I could have had a lovely July, an experience to treasure with the kids, but hey, I’m broke. That isn’t to say that July didn’t have its happy moments, like putting EN on the leash and harness (EN is our cat. No, he is not a harness fan. No, it is not optional, because he’s a dumb cat.) (But I didn’t do it willy-nilly. He comes when called, likes the outdoors (mostly he likes laying in the grass) and he’s calm. He’s actually excellent material for trick training, for a cat.) Today, he learned that the harness doesn’t actually hold him down and that he can move in it. He learned this by catching tuna flakes Kitten sprinkled on the grass and the sidewalk for him. (Then she finished the can of tuna. Weird child.) With continued positive experiences in his harness, I expect him to be more into exploring the yard by October. Obviously, I am not ever expecting him to take walks like a dog.

Bits of July also sucked, like dick-face not calling for the food order at mid-month (which left me scrambling to find balanced meals to fill the gap between the SNAP benefits and the pittance that is disability payments.) I did okay, but he was very wishy-washy about the whole fucking thing. Being embarrassed to call for help does not mean that making your daughters and your wife’s cats go hungry is acceptable. Love means you do the thing, even though it sucks and it’s scarring. Dependability is a key component of love, for me. I did my time in the “it’ll be okay, trust me” kind of relationship (my mother is a magpie, and her new jewelry acquisitions were more important than stuff like a bed (slept on a lot of floors) my glasses (went without for years at a time) dental care (didn’t see a dentist til 25)…but hey, you guys, that shit doesn’t matter, right, if you can wear real diamonds!!!! And designer perfume.

I wish it had mattered. MY children see the dentist. Frequently, ‘cause methylphenidate (Concerta) is bad for teeth (it slows down saliva production, allowing for more cavities.) Their teeth are fucking important. I AM DEPENDABLE.

They have actual beds, with actual dedicated linens, with their choice of blankets and pillows and shit. They’ve had vision screenings yearly (and their vision is fine.) If it weren’t, you’d better fucking believe these girls would have glasses. And I do own a little jewelry. Nothing fancy, but I’ve got enough of it to make a statement if I want to. Just I live in jeans and sarcastic t-shirts, so jewelry isn’t required. I am not an attractive woman, and I am not competing and saying I am. But that doesn’t mean that I’m not worth reliability. If you’re gonna be saying you love me, you’re gonna have to walk the walk, and you’re going to have to Do the Things. Thank my mom for that.

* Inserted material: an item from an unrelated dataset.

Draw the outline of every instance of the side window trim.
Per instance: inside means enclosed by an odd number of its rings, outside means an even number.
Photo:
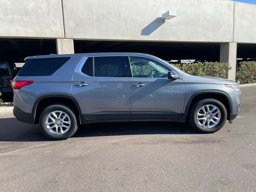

Some internet meme says that bitterness is a sign of where you still need to heal. If that is true, then I need closure about the crap my mother did to us (brothers didn’t see the dentist and slept on floors and nobody saw a doctor unless we were about dead, too.) I need to move past the shame that kept me from ever, ever, ever bringing a friend home (shared a bedroom with either Mom or the boys - where do you put a friend?) and probably acknowledge that that’s partially why I don’t have friends now (and it might be why I’m a shitty housekeeper. I never had a room I was proud of to practice on.)

Today’s writing thing is more about space. It’s about dedicated space.

Did you know there’s office-hubs? You can rent a desk in an office some places. It apparently ranges from $60 for 25 hour rental to like $800 for full time access and shit. The idea of my own space is so fucking tantalizing. Like Virginia Woolf, I dream of a room of one’s own.

For now, though, the library has little quiet rooms you can borrow, and I can’t even complain, because I can write in a Burger King at lunch rush without problems. The secret, I think, is that when I am there, nobody wants me and I can’t be made to do anything else - I don’t work there.

So much for that whole “home is your haven” crap, eh?

Song playing in my head today is “Go” by the Black Keys.
There’s like…36 days until school comes around again. Hurry up!